The Environmental Protection Agency (EPA) has proposed additional mitigations and regulations on the use of atrazine. The open comment period will close this Friday October 7. If you are interested in commenting see this link. I know that it is a very busy time of year but please consider making a comment on this topic. You all are the experts since you steward this herbicide, on many acres, each spring and your comments have more value than many that are sent.
The additional proposed regulations are complex with the first set of regulations affecting all use of atrazine in the United States.

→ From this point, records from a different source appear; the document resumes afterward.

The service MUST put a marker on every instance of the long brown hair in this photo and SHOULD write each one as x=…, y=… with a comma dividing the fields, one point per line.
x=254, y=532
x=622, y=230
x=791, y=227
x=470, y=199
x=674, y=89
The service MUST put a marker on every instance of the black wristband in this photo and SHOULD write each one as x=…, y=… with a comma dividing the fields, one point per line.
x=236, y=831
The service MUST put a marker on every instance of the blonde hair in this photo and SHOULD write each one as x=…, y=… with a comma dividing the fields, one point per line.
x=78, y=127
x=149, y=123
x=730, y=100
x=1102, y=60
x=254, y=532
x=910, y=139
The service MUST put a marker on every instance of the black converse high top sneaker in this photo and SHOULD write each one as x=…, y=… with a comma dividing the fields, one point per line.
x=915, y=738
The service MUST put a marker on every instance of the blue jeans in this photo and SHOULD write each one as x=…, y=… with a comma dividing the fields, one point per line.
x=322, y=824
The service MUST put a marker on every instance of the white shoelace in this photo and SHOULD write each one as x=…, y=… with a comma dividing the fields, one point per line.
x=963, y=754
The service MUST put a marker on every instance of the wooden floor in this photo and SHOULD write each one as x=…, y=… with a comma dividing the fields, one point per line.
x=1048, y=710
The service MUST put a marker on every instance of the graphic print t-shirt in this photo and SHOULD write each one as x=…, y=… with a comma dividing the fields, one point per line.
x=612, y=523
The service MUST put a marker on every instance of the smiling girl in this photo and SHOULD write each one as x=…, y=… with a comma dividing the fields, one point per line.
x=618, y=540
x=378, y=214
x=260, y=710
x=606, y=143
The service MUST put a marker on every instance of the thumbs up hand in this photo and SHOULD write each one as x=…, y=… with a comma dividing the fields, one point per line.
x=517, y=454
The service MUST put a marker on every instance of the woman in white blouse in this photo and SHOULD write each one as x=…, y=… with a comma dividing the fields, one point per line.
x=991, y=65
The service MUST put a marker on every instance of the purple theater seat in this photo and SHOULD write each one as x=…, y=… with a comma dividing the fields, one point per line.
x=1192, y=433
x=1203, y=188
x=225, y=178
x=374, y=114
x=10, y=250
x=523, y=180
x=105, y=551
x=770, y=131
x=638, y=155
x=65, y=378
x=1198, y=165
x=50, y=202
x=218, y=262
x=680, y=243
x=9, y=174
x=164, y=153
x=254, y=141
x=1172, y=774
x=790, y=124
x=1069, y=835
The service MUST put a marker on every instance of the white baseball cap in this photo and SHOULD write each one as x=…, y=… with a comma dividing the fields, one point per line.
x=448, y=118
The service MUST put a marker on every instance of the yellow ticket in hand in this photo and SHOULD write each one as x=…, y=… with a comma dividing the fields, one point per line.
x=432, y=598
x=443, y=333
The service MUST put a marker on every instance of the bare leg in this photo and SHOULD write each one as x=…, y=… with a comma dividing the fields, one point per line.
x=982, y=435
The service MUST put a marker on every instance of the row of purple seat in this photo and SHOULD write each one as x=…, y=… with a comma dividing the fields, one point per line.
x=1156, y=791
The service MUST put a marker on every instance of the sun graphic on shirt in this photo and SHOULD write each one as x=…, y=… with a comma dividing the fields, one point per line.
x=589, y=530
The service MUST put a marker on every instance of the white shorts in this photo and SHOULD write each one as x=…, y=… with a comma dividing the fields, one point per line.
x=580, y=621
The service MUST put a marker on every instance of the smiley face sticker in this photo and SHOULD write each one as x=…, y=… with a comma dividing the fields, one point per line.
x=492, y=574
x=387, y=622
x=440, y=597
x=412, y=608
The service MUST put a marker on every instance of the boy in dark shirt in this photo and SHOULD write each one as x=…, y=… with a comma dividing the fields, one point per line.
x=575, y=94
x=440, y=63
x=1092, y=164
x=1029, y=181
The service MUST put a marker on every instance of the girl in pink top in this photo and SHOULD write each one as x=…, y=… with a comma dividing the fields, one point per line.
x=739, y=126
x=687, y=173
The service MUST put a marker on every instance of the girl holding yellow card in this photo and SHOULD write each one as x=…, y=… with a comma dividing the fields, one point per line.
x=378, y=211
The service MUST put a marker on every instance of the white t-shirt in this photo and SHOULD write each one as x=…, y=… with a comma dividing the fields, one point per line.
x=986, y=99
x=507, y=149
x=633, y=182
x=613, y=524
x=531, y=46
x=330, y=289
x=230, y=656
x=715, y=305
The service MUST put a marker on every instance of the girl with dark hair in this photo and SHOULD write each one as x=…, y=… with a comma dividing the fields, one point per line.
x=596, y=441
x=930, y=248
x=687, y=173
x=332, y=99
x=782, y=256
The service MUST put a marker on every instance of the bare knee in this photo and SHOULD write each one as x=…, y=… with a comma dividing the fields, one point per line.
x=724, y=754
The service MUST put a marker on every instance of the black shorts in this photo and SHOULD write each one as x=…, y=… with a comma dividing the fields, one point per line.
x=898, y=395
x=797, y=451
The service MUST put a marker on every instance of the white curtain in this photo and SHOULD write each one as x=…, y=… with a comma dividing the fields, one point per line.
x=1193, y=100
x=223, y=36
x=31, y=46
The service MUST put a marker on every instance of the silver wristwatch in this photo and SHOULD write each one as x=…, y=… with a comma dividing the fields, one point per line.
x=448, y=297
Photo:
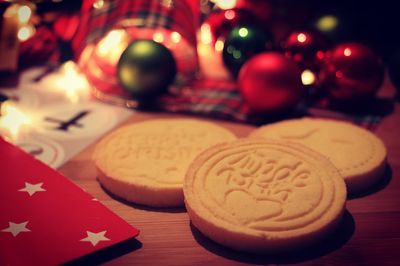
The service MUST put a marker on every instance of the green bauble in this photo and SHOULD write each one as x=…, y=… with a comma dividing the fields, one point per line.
x=146, y=69
x=241, y=44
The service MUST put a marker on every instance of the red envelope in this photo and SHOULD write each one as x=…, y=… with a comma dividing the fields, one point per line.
x=45, y=219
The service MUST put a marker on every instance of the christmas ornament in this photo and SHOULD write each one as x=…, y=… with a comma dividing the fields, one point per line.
x=243, y=43
x=270, y=83
x=306, y=48
x=351, y=71
x=220, y=23
x=146, y=68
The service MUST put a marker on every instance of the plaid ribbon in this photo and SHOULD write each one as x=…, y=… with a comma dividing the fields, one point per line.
x=221, y=99
x=168, y=14
x=212, y=98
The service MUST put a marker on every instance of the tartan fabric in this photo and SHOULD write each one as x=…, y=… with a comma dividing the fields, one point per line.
x=221, y=99
x=176, y=15
x=211, y=98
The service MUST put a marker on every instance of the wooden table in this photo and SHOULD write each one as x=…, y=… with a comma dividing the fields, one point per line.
x=369, y=232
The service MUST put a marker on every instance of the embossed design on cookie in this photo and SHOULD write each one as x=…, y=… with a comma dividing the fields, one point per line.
x=253, y=179
x=304, y=135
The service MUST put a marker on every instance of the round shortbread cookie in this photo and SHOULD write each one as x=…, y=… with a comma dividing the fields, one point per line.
x=146, y=162
x=263, y=195
x=359, y=155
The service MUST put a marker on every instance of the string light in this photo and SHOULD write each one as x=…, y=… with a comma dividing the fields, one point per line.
x=225, y=4
x=13, y=120
x=307, y=77
x=176, y=37
x=25, y=32
x=158, y=37
x=24, y=14
x=98, y=4
x=205, y=34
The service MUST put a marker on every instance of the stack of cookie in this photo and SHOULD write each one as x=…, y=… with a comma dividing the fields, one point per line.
x=282, y=188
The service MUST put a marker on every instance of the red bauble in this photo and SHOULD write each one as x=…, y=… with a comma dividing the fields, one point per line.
x=270, y=83
x=306, y=48
x=351, y=71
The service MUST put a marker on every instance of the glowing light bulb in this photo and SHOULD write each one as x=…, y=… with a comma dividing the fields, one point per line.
x=176, y=37
x=301, y=37
x=109, y=42
x=327, y=23
x=71, y=83
x=158, y=37
x=225, y=4
x=24, y=14
x=13, y=120
x=219, y=45
x=205, y=34
x=98, y=4
x=307, y=77
x=347, y=52
x=229, y=14
x=25, y=32
x=243, y=32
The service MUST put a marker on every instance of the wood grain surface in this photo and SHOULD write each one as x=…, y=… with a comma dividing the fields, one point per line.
x=369, y=233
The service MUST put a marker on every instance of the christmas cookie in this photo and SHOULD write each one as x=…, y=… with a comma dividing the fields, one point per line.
x=359, y=155
x=146, y=162
x=263, y=195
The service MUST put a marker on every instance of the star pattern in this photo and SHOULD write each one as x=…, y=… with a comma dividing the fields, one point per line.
x=95, y=238
x=15, y=228
x=32, y=188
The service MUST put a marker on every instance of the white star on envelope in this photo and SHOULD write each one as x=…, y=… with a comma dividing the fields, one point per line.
x=15, y=228
x=32, y=188
x=95, y=238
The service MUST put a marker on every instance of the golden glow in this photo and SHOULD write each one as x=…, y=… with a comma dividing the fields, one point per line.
x=327, y=23
x=98, y=4
x=175, y=37
x=243, y=32
x=229, y=14
x=301, y=37
x=109, y=42
x=225, y=4
x=158, y=37
x=24, y=14
x=72, y=83
x=25, y=32
x=307, y=77
x=13, y=120
x=219, y=45
x=347, y=52
x=205, y=34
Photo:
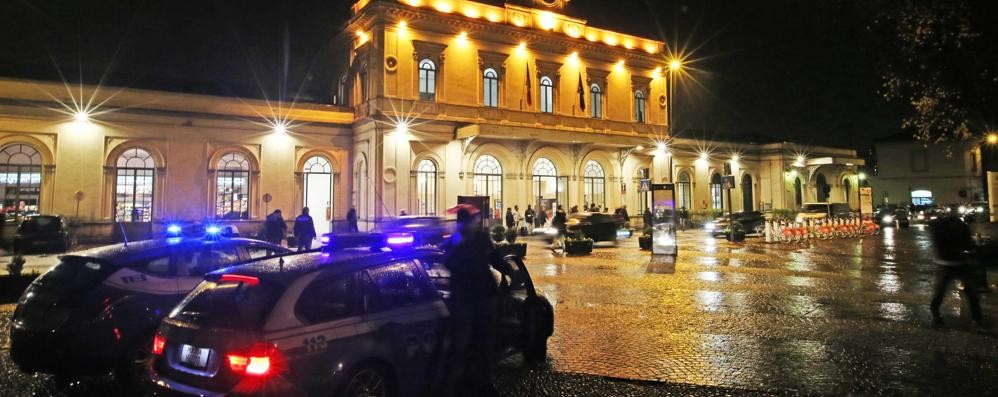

They include:
- Prohibit application when soils are saturated or above field capacity (i.e., the soil’s ability to retain water);
- Prohibit application during rain or when a storm event, likely to produce runoff from the treated area, is forecasted to occur within 48 hours following application;
- Prohibit aerial applications of all formulations; and
- Restrict annual application rates to 2 pounds of active ingredient or less per acre per year or less for applications to sorghum, field corn, and sweet corn.
Of those four new proposed rules, the biggest change for Tennessee corn and grain sorghum users is the reduction from 2.5 lbs/A to 2 lbs/A total season use rate.
The next set of proposed regulations does not affect all of Tennessee but rather a handful of counties that the EPA model estimates would have an atrazine concentration of more than 3.4 or 9.8 ug/L. The map for the additional regulations listed below is based on watersheds and not counties. The best I can tell from the map (Figure 1) is that the impacted Tennessee counties would include the counties bordering the Mississippi River so Shelby up to Lake as well as Obion, Weakley, Henry, parts of Crockett and Gibson as well as the Middle Tennessee counties of Franklin and maybe parts of Macon and Robertson. The fields where atrazine is applied in those counties must have some additional runoff mitigation tactics in place to be on label.
The additional mitigation pick list for those counties include:
- No preemergence applications (to the crop)
- Greater than or equal to 30 ft vegetative filter strips on A and B hydrologic group soils
- Greater than or equal to 100 ft vegetative filter strips on C and D hydrologic group soils
- Grassed waterway • Field border • Irrigation water management
- Cover crop
- Contour buffer strips
- Contour farming
- Terrace farming
- Strip cropping
- Soil incorporation to a depth of 2.5 cm (1 in)
- No tillage/ reduced tillage
The way I read this would suggest that a farmer in Dyer county (Pink in map) on soil that is NOT on highly erodible land (HEL) would have to comply by using two runoff reduction practices in order to apply up to 2.0 lbs/A of atrazine. While for I assume Lake and Obion counties (Blue on map) 2 mitigation tactics only allow a rate up to 0.8 lbs/A.
Most Tennessee fields are in reduced or no-till so by default everyone would start with one. Another one that is pretty common in West Tennessee is not using atrazine PRE but only POST which qualifies as a runoff reduction practice. Where these regulations become more cumbersome is on highly erodible land where 4 runoff reduction practices must be in place in order to apply atrazine at a rate that is effective. In looking at the pick list some of those practices, though not rare like using a cover crop, are not as ubiquitous as no-till.
The EPA has stated they are particularly interested in additional mitigation options for atrazine users to employ so that they can use the herbicide on their fields. If you have some additional ideas please let the agency know.